Japanese Global automotive giant, Toyota, has announced it intends to manufacture fuel cell modules at its massive Kentucky auto-assembly plant for use in zero-emission trucks and heavy-duty commercial vehicles, a move that will directly benefit its truck subsidiary Hino.
Toyota has targeted and has been seeking to commercialise hydrogen-powered electric vehicles for decades, seeing the zero emission technology as the solution for longer term clean transportation.
The company said it’s setting up a dedicated line at its Georgetown plant in Kentucky, which will begin assembling the electro-chemical fuel cells in 2023.
Toyota said the dual fuel cell modules produce 160 kilowatts of continuous electricity and are part of a propulsion system that includes a high-powered battery, electric motors and hydrogen tanks supplied by partner companies.
Toyota said it is working with its Hino on hydrogen-powered trucks, but will also supply fuel cell modules made in Kentucky to other manufacturers.
“We’re bringing our proven electric technology to a whole new class of production vehicles,” said Tetsuo Ogawa, the president and CEO of Toyota Motor North America.

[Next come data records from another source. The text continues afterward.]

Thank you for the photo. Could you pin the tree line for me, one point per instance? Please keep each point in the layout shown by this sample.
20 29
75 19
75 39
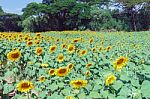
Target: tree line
95 15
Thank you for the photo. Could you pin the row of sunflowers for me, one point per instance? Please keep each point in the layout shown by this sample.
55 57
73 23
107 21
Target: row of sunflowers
75 65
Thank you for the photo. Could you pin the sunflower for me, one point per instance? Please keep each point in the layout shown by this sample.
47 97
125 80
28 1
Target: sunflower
29 43
71 48
91 40
38 34
108 48
25 86
110 80
51 72
94 49
39 50
70 66
82 53
37 42
14 55
87 73
69 97
62 71
60 58
100 49
42 79
120 62
44 65
63 46
78 83
76 40
52 48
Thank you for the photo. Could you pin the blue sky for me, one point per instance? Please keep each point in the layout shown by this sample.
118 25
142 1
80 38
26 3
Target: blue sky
15 6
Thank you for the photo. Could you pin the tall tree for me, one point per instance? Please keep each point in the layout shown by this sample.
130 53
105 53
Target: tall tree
131 8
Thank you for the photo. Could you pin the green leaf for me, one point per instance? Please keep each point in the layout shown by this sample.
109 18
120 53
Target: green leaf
121 97
82 96
125 91
145 89
8 88
42 95
117 85
94 94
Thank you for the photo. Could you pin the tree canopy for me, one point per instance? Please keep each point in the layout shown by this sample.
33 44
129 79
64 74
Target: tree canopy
94 15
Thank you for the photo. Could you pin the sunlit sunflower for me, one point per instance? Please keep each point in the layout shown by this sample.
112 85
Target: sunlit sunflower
70 97
76 40
100 49
87 73
39 50
71 48
82 53
70 66
44 65
51 72
25 86
14 55
120 62
108 48
63 46
94 49
89 65
62 71
60 58
29 43
38 34
37 42
91 40
78 83
42 79
110 80
52 48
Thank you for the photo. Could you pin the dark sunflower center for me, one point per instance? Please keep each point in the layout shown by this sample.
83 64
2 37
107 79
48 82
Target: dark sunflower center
62 71
70 48
61 57
30 43
39 50
78 83
83 52
53 48
120 61
52 71
25 85
15 55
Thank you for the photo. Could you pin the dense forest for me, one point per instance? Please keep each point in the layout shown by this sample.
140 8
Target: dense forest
95 15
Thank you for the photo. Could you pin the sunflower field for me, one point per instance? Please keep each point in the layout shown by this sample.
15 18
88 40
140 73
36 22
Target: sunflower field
75 65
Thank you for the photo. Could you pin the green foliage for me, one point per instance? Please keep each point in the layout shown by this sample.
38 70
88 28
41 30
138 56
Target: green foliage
102 20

“Heavy-duty truck manufacturers will be able to buy a fully integrated and validated fuel cell electric drive system, allowing them to offer their customers an emissions-free option in the Class 8 heavy-duty segment,” Ogawa said.

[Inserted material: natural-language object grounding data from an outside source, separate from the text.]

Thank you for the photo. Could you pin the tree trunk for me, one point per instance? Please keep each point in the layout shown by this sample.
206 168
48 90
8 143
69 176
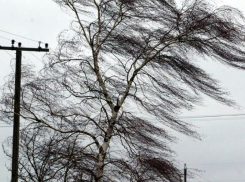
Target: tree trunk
103 149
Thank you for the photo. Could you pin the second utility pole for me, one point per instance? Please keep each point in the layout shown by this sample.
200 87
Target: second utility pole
15 152
185 173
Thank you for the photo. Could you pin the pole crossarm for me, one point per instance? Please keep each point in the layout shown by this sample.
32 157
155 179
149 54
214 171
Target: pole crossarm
24 49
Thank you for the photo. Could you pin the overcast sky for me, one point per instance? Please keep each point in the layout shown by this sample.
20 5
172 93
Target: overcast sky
220 154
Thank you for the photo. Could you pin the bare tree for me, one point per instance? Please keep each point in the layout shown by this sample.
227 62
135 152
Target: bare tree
120 77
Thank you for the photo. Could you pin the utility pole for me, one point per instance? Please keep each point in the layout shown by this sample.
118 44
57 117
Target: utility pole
185 173
15 152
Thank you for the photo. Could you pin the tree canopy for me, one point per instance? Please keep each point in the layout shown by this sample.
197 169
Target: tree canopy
120 76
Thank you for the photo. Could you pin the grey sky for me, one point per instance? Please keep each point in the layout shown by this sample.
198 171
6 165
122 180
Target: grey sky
220 153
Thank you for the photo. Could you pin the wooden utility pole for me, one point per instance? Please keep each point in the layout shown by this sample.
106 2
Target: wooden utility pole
15 152
185 173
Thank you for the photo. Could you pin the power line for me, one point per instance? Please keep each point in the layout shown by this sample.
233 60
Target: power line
211 116
5 38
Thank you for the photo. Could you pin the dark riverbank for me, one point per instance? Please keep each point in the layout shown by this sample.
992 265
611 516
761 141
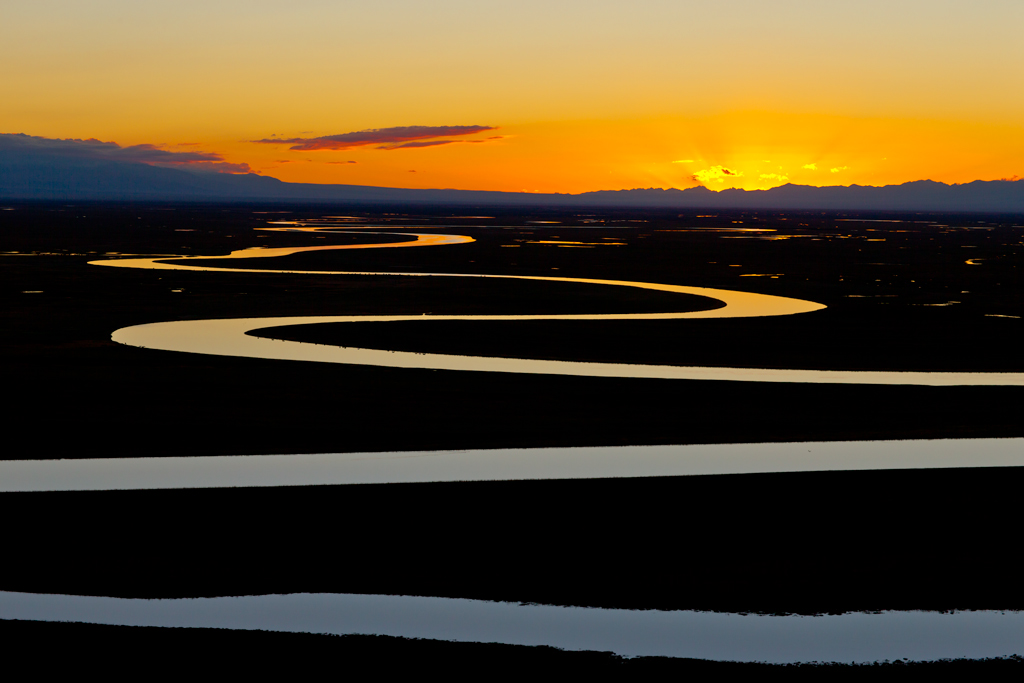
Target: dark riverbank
898 294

Along with Toyota and Hino, Hyundai, Volvo, Daimler, Cummins and startups such as Nikola, all plan to sell long-haul trucks powered by hydrogen within the next few years.
The companies say the technology is better-suited for heavy-duty vehicles that drive hundreds of miles per day than massive batteries, such as those required by Tesla’s long-overdue electric Semi, as the fuel cell powertrain is lighter and can be refuelled more rapidly.
Toyota, which has been operating fuel cell trucks at the Port of Los Angeles for several years, didn’t say how much it will spend to equip the Georgetown plant to manufacture the fuel cell modules.
The facility is the main production hub for Toyota’s top-selling Camry sedan.
General Motors is also preparing to produce automotive fuel cell systems at a plant in Michigan.
Fuel-cell and battery-powered vehicles are both electric, sharing the same motors and many other components.
The key difference is that batteries store the electricity and fuel cells make it onboard as needed, in an electrochemical process that extracts electrons from hydrogen forced through fuel-cell membranes. Aside from electricity, the only by-product is water vapour.
Beyond cars and trucks, hydrogen fuel cells haver been used by NASA for decades, as well as working as stationary electricity generators, while they are also being developed to power trains as well as ships and ferries.
Opponents say that hydrogen is not a carbon-free fuel since it’s traditionally been produced by using power generated by coal or natural gas and that powering a vehicle with hydrogen is less efficient than charging up a battery.
However, a shift toward “green hydrogen” made from sources including surplus renewable energy and water will make the fuel entirely carbon-free, while producing it from landfill gas and other waste products are also being touted as environmentally beneficial options.
Toyota says its fuel cell system for commercial vehicles can deliver more than 600 km of range for a 40 tonne single semi trailer using around 300kg of hydrogen, while demonstrating exceptional drivability, quiet operation and zero harmful emissions.